Think carefully about how cautious you are with your phone, how long you are likely to keep it and how willing you are to accept the risk of footing the bill for repairs.

For all iPhone 6 customers, Apple itself offers a one-year warranty called AppleCare. It provides 90 days of customer support and limited damage coverage for a year.

When you buy your iPhone, the tech giant will ask if you are also interested in AppleCare+, and you have to sign up within 60 days of buying your phone if you want to enroll.

AppleCare+ will cover accidental damage, extend the warranty, provide new phones — twice — and give you two years of customer support. But that package costs $99, and coverage for each accident is subject to a $79 service fee.

SquareTrade is one of the larger outside companies offering phone insurance. The cost of its plans vary, and can exceed the cost of AppleCare+. But you can be covered for up to four replacements.

Insurance companies and retailers also offer plans, but experts say that between the premiums and the deductible, it rarely makes sense to rely on those. Then there are plans offered by telecoms like Verizon, AT&T andT–Mobile. But some of those come with high deductibles as well, so many repairs would not even be covered.

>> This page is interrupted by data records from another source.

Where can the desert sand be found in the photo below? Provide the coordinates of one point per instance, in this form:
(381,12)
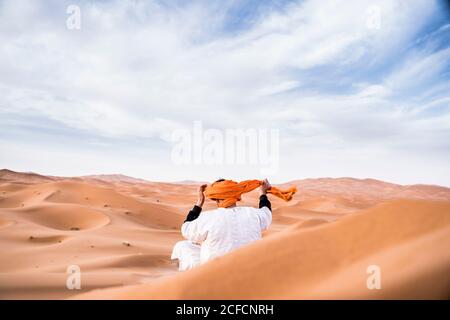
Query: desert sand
(120,231)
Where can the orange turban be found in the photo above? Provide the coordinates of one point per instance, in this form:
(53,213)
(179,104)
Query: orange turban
(230,191)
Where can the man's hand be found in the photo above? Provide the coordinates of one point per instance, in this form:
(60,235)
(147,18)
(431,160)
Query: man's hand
(264,187)
(201,195)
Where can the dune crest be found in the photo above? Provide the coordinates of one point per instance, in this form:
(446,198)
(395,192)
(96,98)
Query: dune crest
(120,231)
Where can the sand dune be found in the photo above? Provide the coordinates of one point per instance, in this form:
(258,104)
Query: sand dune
(318,263)
(120,232)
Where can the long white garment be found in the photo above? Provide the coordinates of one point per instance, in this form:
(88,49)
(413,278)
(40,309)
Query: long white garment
(219,231)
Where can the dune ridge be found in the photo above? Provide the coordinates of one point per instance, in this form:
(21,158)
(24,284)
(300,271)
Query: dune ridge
(120,231)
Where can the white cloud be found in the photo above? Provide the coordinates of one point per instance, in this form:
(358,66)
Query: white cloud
(141,69)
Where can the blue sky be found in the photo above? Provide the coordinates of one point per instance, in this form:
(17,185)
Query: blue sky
(348,98)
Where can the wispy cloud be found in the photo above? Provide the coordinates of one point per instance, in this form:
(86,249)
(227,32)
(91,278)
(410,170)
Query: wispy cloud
(349,99)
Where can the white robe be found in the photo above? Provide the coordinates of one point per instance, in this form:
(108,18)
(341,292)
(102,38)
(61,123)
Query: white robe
(216,232)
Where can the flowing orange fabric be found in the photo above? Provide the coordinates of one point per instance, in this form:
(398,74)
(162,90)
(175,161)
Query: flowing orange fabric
(230,191)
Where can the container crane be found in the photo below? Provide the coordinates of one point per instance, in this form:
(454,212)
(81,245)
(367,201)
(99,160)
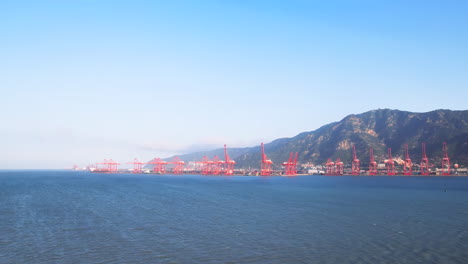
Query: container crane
(355,164)
(372,163)
(266,163)
(407,165)
(424,166)
(445,160)
(228,163)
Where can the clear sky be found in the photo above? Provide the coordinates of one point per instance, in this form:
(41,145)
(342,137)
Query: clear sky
(86,80)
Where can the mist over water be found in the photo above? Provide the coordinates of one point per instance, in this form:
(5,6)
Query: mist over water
(80,217)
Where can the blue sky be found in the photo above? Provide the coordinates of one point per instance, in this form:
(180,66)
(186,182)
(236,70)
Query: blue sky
(86,80)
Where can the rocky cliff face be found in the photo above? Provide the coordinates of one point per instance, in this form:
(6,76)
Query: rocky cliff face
(377,129)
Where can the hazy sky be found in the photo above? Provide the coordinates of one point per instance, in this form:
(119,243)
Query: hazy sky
(86,80)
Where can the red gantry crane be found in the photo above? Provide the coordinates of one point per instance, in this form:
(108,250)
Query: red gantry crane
(110,166)
(339,167)
(424,167)
(159,166)
(355,165)
(445,160)
(330,167)
(205,167)
(137,165)
(216,165)
(372,163)
(407,165)
(228,163)
(266,163)
(390,163)
(290,166)
(178,165)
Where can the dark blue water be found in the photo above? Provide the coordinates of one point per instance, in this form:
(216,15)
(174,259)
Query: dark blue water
(78,217)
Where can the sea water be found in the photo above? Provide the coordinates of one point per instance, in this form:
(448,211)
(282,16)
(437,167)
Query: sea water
(82,217)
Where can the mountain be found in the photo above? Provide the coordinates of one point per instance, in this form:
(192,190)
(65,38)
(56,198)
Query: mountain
(377,129)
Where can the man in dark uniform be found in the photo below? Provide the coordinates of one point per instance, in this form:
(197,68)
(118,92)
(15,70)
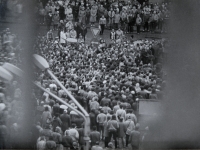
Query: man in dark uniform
(83,31)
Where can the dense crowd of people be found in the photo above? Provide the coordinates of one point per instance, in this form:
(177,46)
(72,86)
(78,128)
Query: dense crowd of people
(108,14)
(107,79)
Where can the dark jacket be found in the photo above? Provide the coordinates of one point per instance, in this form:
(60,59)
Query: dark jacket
(66,122)
(67,141)
(134,138)
(95,137)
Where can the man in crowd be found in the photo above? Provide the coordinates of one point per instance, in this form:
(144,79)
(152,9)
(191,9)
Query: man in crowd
(102,23)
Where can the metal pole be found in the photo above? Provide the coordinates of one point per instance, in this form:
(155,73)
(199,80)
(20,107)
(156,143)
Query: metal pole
(60,100)
(87,121)
(73,99)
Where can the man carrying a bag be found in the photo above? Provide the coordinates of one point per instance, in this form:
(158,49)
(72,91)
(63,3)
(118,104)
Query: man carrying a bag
(129,127)
(112,127)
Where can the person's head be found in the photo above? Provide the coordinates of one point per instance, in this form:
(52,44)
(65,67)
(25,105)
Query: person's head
(137,126)
(113,117)
(46,108)
(42,138)
(108,118)
(73,125)
(94,128)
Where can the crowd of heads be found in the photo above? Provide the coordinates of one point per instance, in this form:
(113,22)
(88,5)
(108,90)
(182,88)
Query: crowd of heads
(107,79)
(118,14)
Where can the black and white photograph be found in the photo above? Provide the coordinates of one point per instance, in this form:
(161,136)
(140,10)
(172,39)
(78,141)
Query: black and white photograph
(99,74)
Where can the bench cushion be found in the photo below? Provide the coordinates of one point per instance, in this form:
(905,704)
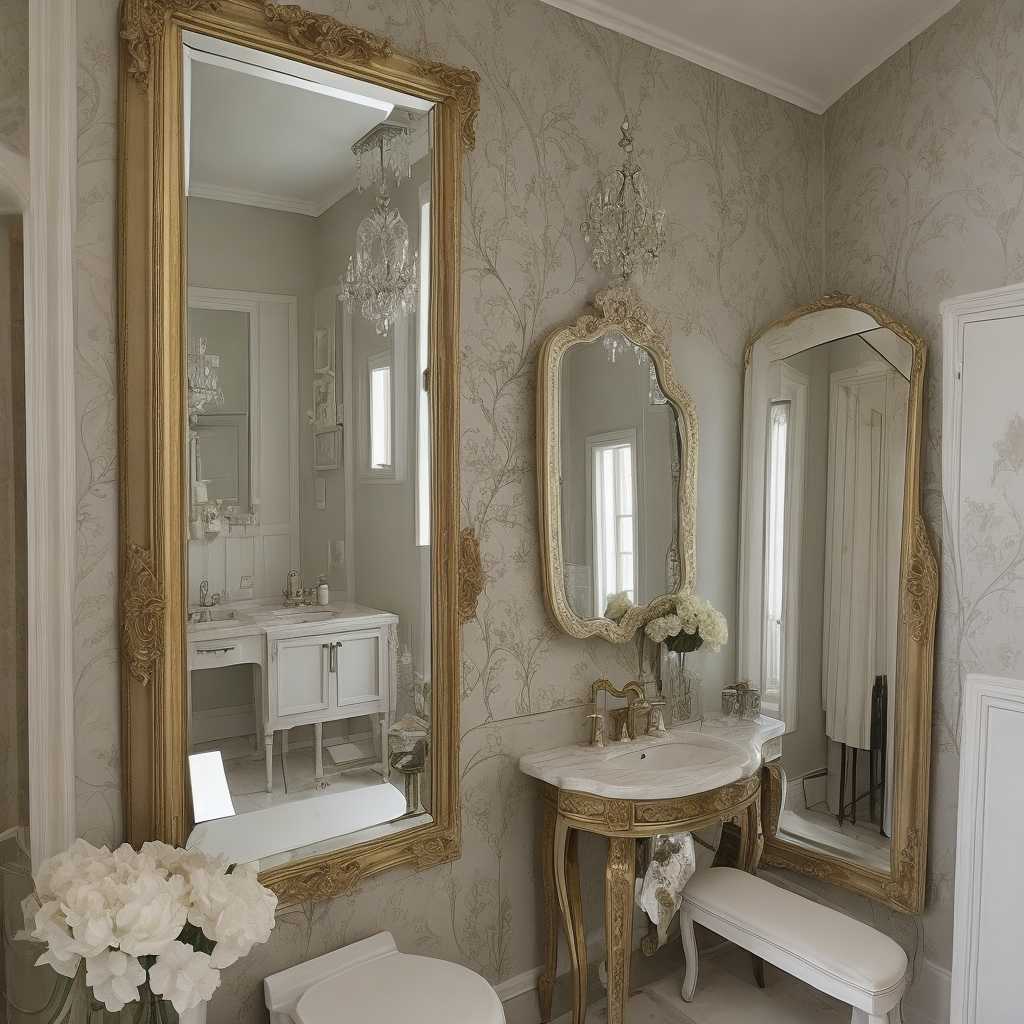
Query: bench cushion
(824,940)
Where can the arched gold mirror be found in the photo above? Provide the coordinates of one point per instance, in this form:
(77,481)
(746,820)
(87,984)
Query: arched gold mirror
(838,594)
(616,470)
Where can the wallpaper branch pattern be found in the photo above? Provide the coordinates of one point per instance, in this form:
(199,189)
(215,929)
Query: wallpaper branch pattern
(914,181)
(925,196)
(740,176)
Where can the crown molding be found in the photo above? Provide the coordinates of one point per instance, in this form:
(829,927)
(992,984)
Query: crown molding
(671,42)
(607,14)
(285,204)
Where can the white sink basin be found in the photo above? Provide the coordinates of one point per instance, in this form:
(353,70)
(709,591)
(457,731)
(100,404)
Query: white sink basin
(690,759)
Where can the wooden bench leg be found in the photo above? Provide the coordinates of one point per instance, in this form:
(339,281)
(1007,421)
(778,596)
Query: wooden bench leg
(759,971)
(690,954)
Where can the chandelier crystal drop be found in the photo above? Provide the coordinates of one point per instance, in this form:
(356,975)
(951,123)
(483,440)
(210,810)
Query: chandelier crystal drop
(204,386)
(624,227)
(381,275)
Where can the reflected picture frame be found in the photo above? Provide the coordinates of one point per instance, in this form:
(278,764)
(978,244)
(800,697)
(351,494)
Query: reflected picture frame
(327,449)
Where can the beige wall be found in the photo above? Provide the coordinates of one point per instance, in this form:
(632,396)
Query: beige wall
(739,174)
(14,75)
(924,164)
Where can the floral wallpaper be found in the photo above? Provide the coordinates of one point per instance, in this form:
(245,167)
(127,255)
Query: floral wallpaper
(740,176)
(925,201)
(14,75)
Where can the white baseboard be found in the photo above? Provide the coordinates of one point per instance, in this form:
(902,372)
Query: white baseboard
(927,1001)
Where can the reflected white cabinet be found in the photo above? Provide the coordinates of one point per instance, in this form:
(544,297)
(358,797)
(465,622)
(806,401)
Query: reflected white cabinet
(327,677)
(322,677)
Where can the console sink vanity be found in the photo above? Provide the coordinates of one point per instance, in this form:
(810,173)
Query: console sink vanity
(317,664)
(680,780)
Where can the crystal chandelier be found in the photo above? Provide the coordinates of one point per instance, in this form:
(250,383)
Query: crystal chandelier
(615,344)
(628,231)
(381,275)
(204,386)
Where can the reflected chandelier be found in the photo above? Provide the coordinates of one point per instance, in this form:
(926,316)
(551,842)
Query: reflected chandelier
(381,275)
(627,229)
(204,385)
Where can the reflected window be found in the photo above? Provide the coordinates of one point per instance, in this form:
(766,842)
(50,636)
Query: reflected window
(423,393)
(774,596)
(612,465)
(380,415)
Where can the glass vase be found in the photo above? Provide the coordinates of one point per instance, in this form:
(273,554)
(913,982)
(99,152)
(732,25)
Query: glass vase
(680,689)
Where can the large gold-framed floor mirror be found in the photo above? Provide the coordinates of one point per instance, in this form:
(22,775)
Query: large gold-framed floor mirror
(289,251)
(838,594)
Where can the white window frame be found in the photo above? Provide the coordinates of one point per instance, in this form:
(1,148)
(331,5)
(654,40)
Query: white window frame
(422,377)
(395,357)
(793,386)
(595,442)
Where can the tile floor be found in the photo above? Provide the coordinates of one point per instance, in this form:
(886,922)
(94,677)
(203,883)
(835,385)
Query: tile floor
(293,774)
(726,994)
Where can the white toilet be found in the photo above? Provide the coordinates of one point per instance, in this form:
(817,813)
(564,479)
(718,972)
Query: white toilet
(372,981)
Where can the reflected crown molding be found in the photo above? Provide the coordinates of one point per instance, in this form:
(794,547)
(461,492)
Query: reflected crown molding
(614,309)
(144,22)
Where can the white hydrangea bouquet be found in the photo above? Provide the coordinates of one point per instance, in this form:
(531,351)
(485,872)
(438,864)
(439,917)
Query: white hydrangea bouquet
(157,925)
(692,623)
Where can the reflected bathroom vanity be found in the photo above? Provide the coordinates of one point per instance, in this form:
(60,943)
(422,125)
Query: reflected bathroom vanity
(311,667)
(290,548)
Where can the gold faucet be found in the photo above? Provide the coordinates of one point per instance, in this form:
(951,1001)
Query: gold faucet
(629,717)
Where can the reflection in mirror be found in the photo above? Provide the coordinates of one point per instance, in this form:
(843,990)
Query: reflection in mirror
(307,446)
(621,453)
(826,430)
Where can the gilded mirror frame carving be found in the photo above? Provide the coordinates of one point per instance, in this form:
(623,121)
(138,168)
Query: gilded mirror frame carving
(903,887)
(615,309)
(152,464)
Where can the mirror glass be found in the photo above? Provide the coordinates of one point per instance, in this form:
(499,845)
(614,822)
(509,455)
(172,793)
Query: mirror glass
(308,453)
(622,445)
(826,433)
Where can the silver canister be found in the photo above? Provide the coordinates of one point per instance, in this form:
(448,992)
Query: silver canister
(730,701)
(750,705)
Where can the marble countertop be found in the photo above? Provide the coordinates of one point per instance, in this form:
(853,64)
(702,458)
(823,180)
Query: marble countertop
(718,751)
(254,617)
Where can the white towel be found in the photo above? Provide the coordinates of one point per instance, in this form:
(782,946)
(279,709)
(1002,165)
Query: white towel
(659,892)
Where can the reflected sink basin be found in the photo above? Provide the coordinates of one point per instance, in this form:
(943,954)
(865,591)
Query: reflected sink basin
(206,616)
(302,614)
(696,752)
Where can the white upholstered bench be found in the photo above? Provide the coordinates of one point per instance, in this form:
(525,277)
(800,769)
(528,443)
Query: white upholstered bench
(824,948)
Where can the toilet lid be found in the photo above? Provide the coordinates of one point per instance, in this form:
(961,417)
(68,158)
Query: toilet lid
(400,988)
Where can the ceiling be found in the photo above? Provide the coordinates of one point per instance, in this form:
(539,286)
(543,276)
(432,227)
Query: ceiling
(266,143)
(806,51)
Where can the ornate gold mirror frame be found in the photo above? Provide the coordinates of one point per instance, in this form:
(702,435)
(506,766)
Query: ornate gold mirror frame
(616,310)
(903,886)
(151,291)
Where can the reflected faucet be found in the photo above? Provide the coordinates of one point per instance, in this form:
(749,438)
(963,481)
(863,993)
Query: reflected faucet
(206,601)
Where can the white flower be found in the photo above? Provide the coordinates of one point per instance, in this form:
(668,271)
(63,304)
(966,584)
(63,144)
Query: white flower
(89,916)
(233,910)
(183,976)
(114,978)
(666,626)
(617,605)
(152,911)
(48,926)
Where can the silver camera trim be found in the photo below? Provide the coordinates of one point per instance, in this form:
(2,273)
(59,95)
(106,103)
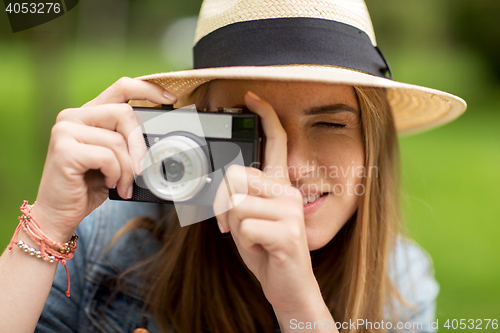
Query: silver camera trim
(195,164)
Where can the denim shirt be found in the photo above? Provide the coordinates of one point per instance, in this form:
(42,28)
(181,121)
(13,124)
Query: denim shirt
(87,310)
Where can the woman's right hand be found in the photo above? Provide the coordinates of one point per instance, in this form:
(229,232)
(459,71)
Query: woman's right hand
(92,149)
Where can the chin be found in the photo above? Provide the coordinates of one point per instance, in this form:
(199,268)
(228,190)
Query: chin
(316,239)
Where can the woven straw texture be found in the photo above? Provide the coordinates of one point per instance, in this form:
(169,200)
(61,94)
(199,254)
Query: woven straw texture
(415,108)
(215,14)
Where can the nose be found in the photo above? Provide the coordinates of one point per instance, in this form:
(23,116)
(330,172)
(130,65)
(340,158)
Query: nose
(300,157)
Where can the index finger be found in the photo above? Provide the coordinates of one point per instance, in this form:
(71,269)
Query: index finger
(125,89)
(275,155)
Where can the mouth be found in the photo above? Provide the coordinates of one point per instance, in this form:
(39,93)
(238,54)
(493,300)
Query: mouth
(308,199)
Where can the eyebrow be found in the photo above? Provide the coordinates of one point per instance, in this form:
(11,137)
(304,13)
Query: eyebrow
(324,109)
(332,109)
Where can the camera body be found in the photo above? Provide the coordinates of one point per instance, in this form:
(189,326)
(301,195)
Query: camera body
(189,151)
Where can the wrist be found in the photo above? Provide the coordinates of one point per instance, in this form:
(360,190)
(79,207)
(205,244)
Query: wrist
(45,220)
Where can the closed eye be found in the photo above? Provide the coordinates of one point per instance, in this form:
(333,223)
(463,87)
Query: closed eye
(332,125)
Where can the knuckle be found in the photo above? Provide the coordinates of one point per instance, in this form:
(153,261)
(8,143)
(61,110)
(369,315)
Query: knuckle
(122,82)
(64,115)
(59,129)
(295,193)
(294,233)
(233,171)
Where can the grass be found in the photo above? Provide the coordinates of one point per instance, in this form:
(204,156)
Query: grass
(450,175)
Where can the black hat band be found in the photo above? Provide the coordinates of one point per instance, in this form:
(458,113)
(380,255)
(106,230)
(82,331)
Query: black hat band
(290,41)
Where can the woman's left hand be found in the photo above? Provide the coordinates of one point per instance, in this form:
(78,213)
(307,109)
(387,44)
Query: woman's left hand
(265,216)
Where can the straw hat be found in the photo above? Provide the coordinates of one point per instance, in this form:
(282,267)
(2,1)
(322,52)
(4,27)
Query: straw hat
(329,41)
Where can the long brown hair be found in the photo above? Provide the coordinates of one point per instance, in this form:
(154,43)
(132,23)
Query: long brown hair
(199,283)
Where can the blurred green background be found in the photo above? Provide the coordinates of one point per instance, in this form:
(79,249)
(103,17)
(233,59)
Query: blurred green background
(451,175)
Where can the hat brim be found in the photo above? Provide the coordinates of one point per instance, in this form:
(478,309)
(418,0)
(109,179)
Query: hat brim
(415,108)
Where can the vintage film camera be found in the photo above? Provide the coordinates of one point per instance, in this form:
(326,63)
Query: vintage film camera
(189,151)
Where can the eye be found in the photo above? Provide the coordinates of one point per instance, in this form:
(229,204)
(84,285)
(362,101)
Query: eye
(331,125)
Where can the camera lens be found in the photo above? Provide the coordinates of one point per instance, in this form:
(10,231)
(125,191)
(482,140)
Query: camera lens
(172,170)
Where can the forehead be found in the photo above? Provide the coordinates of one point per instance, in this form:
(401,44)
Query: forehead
(279,93)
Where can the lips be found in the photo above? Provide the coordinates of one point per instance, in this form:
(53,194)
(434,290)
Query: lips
(311,197)
(312,206)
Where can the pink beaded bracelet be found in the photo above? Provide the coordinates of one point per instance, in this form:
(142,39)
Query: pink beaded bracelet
(50,251)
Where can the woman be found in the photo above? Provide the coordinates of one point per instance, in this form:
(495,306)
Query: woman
(309,243)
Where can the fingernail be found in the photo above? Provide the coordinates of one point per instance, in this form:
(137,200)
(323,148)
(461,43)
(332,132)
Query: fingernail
(168,95)
(220,227)
(252,95)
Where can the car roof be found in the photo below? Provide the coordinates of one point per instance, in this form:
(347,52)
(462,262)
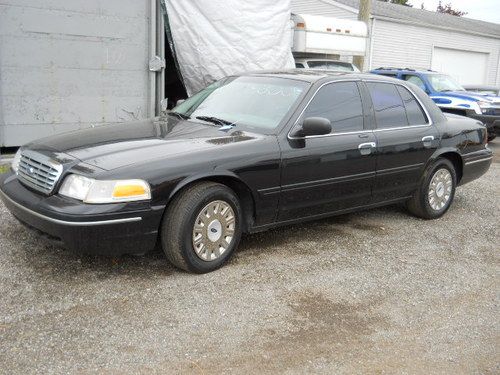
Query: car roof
(326,60)
(481,87)
(316,75)
(405,70)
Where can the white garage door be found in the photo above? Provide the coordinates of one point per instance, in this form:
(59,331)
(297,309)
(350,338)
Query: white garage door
(466,66)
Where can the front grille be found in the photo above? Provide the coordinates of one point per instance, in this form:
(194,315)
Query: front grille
(38,171)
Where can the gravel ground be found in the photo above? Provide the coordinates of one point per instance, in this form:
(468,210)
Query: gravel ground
(372,292)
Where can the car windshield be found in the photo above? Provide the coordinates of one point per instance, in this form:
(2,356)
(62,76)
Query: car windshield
(442,83)
(257,103)
(332,65)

For iPhone users who decide to go without insurance, it is worth knowing what your repair and replacement options are.

You can always go through Apple, which, depending on the situation, can either repair or replace your phone. But that can get expensive very quickly. You can also turn in your phone for an upgrade if you have one coming on your phone plan. But for iPhone 6 users, that time will not come for a while.

Some Users Complain iPhone 6 Plus Is Bending 1:37

Independent repair services abound, but make sure to shop around because rates and prices will vary.

For example, iCracked, based in Redwood, City, California, has hundreds of technicians called iTechs who will come to you and repair your phone.

A.J. Forsythe, a co–founder of the company, says the average repair costs between $80 and $120 — and that anywhere from 8 to 10 percent of the company's customers have breakage coverage but use iCracked anyway.

ICracked is now gearing up to offer a warranty plan that would cap the cost of repairs. "Any time you break your device or drop it in water or beer or whatever, you literally press a button and an iTech comes and fixes it for $25."

An arrangement like that may make the most sense, consumer advocates say.

"Insurance should cover big events that really harm your family's economic situation," said Bob Hunter, director of insurance at the Consumer Federation of America. "Phones, I think, are not usually worth insuring. Just make sure the contents you have are backed up on the cloud or somewhere."

The experts at Consumer Reportstake a similarly dim view of smartphone protection plans. "We think smartphone insurance is a waste of money," a spokesman said.

In a smartphone buying guide, Consumer Reports points out that only 15 percent of the buyers they polled got new phones after their old one broke, and only 2 percent said they replaced a lost or stolen phone.

"A better idea: Keep your old phone until the new phone's contract ends," the buying guide suggests. "If you lose or break the new phone, reactivate the old one and use it until you qualify for a free or low-cost phone."